Managing identities within organisations today is an increasingly important factor in controlling costs and managing risks. Managing staff identities, and using the information to provision systems that users are authorised to access, is critical to business success. In many cases it is also important to manage business partners and suppliers in order to give them controlled access to the data they need in order to effectively collaborate and integrate their supply chain business processes. For some businesses managing customer identities and tailoring their sales message accordingly is equally important. Identity management is therefore a core competence of the modern organisation.
Furthermore, organisations need to manage identity information and system access across the lifecycle of each staff member. New staff must be “on-boarded” in an effective and timely fashion. When reorganisations occur or staff are promoted their access permissions require updating and, once the person has ceased their employment, they must be quickly and effectively de-provisioned. This “lifecycle management “is at the core of the Deep Identity Manager product.
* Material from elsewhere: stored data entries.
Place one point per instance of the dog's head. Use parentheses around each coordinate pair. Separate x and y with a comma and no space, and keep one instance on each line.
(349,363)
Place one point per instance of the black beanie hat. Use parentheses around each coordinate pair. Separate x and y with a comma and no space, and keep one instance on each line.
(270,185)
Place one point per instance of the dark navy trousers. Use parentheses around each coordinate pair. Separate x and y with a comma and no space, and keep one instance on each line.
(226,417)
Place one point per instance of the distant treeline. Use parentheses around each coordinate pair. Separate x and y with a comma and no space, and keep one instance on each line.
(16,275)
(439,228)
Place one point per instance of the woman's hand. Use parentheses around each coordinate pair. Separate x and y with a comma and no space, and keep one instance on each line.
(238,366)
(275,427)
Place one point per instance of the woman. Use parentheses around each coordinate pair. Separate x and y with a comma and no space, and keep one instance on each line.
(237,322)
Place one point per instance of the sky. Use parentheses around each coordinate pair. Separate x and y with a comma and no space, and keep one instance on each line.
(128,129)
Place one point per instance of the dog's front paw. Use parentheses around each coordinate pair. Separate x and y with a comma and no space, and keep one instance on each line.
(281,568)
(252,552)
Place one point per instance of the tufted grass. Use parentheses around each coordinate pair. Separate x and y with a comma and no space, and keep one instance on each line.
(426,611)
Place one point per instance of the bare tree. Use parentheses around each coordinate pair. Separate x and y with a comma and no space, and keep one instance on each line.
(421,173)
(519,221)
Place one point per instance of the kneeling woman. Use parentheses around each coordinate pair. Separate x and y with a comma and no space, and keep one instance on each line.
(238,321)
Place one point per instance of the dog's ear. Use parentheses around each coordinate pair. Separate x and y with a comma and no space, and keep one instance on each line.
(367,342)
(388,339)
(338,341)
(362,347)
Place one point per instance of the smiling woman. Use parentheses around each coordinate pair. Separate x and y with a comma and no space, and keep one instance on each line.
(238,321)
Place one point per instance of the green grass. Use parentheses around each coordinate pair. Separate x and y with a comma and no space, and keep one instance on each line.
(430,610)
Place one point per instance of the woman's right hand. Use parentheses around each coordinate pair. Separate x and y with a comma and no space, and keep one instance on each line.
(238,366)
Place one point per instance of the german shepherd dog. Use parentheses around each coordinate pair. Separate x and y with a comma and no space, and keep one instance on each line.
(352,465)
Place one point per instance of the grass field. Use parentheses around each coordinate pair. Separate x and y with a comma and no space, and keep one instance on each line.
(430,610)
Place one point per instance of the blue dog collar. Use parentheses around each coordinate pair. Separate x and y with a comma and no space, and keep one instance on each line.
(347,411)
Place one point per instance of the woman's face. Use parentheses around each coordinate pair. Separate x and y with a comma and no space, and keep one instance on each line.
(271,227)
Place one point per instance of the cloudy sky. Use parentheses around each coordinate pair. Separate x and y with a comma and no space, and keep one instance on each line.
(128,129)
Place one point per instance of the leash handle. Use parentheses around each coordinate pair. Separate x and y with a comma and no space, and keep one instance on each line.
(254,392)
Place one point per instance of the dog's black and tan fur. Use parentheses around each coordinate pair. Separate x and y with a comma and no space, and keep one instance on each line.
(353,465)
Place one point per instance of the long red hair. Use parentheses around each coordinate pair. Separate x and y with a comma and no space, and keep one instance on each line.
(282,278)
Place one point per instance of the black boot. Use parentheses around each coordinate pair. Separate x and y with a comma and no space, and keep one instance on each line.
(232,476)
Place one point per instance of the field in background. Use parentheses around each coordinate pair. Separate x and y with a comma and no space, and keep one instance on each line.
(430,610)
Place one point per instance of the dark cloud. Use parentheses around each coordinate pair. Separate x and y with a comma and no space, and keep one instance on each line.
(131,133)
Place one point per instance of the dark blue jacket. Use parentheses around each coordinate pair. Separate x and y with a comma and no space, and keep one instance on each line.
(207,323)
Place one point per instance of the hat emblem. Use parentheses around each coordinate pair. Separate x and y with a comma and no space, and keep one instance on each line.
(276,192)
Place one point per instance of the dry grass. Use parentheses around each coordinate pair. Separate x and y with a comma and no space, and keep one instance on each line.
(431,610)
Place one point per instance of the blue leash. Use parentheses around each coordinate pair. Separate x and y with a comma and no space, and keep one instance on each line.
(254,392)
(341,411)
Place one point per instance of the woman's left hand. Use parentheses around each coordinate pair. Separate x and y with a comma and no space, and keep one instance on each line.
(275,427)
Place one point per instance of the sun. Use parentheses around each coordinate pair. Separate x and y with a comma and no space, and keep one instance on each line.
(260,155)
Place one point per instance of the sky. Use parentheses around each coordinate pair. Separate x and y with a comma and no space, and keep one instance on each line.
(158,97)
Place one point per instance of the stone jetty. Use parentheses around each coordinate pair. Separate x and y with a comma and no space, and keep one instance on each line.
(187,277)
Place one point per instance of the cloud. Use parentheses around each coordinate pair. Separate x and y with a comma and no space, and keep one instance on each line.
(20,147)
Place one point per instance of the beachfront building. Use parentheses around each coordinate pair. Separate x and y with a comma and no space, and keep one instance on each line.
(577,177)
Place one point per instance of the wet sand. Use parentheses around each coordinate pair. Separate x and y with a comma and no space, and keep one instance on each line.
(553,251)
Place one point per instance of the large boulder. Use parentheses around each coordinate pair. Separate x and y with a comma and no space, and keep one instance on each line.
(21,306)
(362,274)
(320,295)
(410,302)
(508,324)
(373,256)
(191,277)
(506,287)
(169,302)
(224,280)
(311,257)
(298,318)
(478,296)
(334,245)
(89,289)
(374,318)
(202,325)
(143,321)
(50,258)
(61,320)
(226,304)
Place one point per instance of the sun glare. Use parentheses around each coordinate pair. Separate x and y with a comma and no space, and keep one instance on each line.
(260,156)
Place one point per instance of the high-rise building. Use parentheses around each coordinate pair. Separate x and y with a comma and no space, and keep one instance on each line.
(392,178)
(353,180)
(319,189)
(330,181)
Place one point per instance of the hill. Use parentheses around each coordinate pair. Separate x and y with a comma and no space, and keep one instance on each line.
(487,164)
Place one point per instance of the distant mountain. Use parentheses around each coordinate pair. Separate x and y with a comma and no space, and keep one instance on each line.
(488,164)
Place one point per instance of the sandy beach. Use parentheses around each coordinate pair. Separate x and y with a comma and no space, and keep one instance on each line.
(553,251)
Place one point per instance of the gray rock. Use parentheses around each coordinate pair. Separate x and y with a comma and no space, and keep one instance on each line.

The Deep Identity solution sources input from the attribute authority, typically the HRMS (Human Resource Management System) for most identity information, and provisions user accounts into applications and systems. For supported systems the product can create, modify or delete user accounts in accordance with triggers from the input system(s). Typical provision actions are: setting up username and password in target systems; writing userIDs to AD groups; or writing entries into an enterprise directory.
One of the strengths of the Deep Identity product is its role-based provisioning. Based on role or position information in the HRMS, Identity Manager can establish appropriate accounts in relying systems or directory groups. This is accomplished via a policy engine that evaluates the “rules” associated with a user’s role and provisions them accordingly. Rules are established via a GUI, natural language tool. Identity Manager can also detect possible SoD violations and trigger a manual verification to ensure policy compliance.
Deep Identity has focussed on the user interface, providing a self-service facility with authorisation workflow to minimise the need for manual entry by administrative personnel. The self-service functionality uses a shopping cart approach to provisioning, with users able to add multiple requests into a single entry. The self-service tool can be used for password reset and account un-locking via a challenge response feature.
Another useful feature is the profile administration function. This provides a “tell-us-once” feature that allows the self-service tool to update connected systems and act as a source-of-truth for certain identity attributes. All workflows can be developed to ensure that any changes are subject to the requisite approvals. Audit and compliance is built-into the product with logging of events and the provision of “out-of-the-box” dashboards providing an analytics view to the system operation.
The Deep Identity product provides a competent provisioning tool that will be attractive to a large percentage of the market. While it will be or particular interest to those organisations running the SAP enterprise resource planning software, the “ease of use” features of the product will appeal to most organisations.